Cependant, elle exprime une certaine inquiétude, car le projet ne prend pas en compte la dotation en personnel qualifié au sein des équipes. Elle ajoute que ce point est déterminant pour la qualité et la sécurité des patients. "Nous l'avons toujours dit", rappelle-t-elle.
Sophie Ley exprime une urgence face à cette situation, soulignant: "Nous attendons déjà depuis tellement longtemps que l’on se dit qu’il faut que les choses se mettent en place". Selon elle, le personnel actuel et les jeunes en formation ont besoin d’un signe clair des politiques sur leur avenir dans la profession. "C’est essentiel pour assurer la qualité des soins aux patients", ajoute-t-elle. Cependant, elle reconnaît que cette loi ne peut pas tout régler.
Offensive de formation
L'initiative pour des soins infirmiers forts, acceptée par le peuple en novembre 2021, demandait également une offensive de formation et plus d'autonomie pour les infirmières et les infirmiers. Ce premier pan entre en vigueur le 1er juillet.
>> Relire à ce sujet : La population suisse soutient à 61% l'initiative sur les soins infirmiers
La Confédération et les cantons devront soutenir la formation en soins infirmiers pendant huit ans à hauteur de près d'un milliard de francs, a rappelé Elisabeth Baume Schneider. Ces fonds sont destinés aux élèves qui suivent une formation, aux institutions de santé pour leur travail lié à la formation pratique du personnel soignant diplômé, aux écoles supérieures et aux hautes écoles spécialisées pour qu'elles augmentent leurs capacités de formation.
Par ailleurs, le personnel soignant sera autorisé à facturer directement certaines prestations à la charge de l’assurance obligatoire des soins, comme des services de conseil ou de soins de base.
Si le volume des prestations et les primes d'assurance maladie augmentent en raison de la facturation directe, les partenaires tarifaires pourront négocier un mécanisme de contrôle afin d’empêcher une hausse injustifiée des coûts de la santé, précise le Conseil fédéral.
ats/miro
Le SSP pas satisfait des propositions du Conseil fédéral
Les mesures proposées par le Conseil fédéral sont insuffisantes et trop tardives pour faire face à la grave pénurie de personnel qualifié qui menace, critique le Syndicat des services publics (SSP). Il demande aux cantons d'assumer leur responsabilité en prenant immédiatement des mesures.

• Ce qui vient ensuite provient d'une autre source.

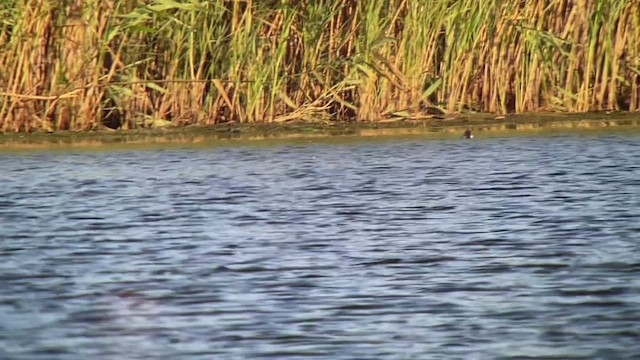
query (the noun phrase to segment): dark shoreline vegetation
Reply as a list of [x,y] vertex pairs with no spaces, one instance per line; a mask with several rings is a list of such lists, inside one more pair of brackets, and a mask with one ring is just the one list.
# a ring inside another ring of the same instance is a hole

Le fait que la nouvelle loi fédérale - mise en consultation - ne s’appliquerait qu'au domaine des soins est problématique, juge le SSP. En effet, un système de santé qui fonctionne bien a besoin de toutes les professions de ce secteur.
Pour réellement améliorer les conditions de travail, il faut fixer des normes contraignantes pour les salaires, ainsi que des ratios personnel/lit minimaux et contraignants, revendique le syndicat. En ne calculant pas la durée du travail en fonction des taux d'occupation, le projet de loi ne propose au final qu'une mesure cosmétique. Le SSP critique par ailleurs la définition de la nouvelle durée normale du travail.
Dans la plupart des cantons, il existe aujourd'hui des conditions de droit public - ou des conventions collectives de travail - meilleures que les prescriptions minimales contenues dans la nouvelle loi, pointe encore le SSP, qui craint un retour en arrière dans de nombreux cantons.